Ancient Egyptian prince, High Priest of Amun at Tanis

Prince Hornakht (or Harnakht) was the son of pharaoh Osorkon II of the 22nd Dynasty. He was appointed by Osorkon II to the office of chief priest of Amun at Tanis to strengthen this king's authority in Lower Egypt. However, this was primarily a political move on Osorkon II's part since Hornakht died before the age of 10.

When Hornakht died at this young age, Osorkon II made provisions to ensure that his son would be buried in this king's own tomb at Tanis. While tomb robbers managed to penetrate the burial of Hornakht in antiquity, his sarcophagus still preserved parts of the tomb treasures which were once placed upon the prince's mummy since a large granite block placed over Hornakht's burial prevented them from lifting its lid completely. Secondly, most of the grave robbers attention were focused upon the sarcophagus of Osorkon II which would have featured this king's vastly more splendid treasures.
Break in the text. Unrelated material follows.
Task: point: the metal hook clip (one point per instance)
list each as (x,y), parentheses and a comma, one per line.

The grave robbers succeeded in removing the gold funerary mask which covered Hornakht's face as well as some ornaments which adorned his neck; however, they abandoned their efforts to steal the remainder of the prince's funerary treasures. Therefore, when Egyptologist Pierre Montet discovered the burial of Hornakht, they found a series of gold amulets which covered parts of the prince's mummy. They are small in size but enjoy a high quality finish; some are made of gold partitioned lapis lazuli and other semi-precious stones which represent various mythical symbols intended to safeguard the sanctity of Hornakht's mummified body.

According to the analysis of his skeleton performed in 1942 by Dr. Douglas Derry, Hornakht died aged 8–9. On the remains some peculiarities were noted, such as an unusually large and developed skull for his age, the presence of a pair of cervical ribs, and an abnormal lumbar vertebra; however, Derry excluded that these anomalies may have led to Hornakht's premature death. Part of the face was damaged by embalmers during the brain removal by the nose.

A block statue from the Serapeum at Saqqara may well have been dedicated to Hornakht. The statue is decorated with relief images of queen Karomama I, Hornakht’s mother, and of the god Amun-Ra (besides other divinities). The sculpture now has a figure of Osiris at the front (re-cut from what appears to have represented a naos once) and was probably set up not long after the prince’s premature death.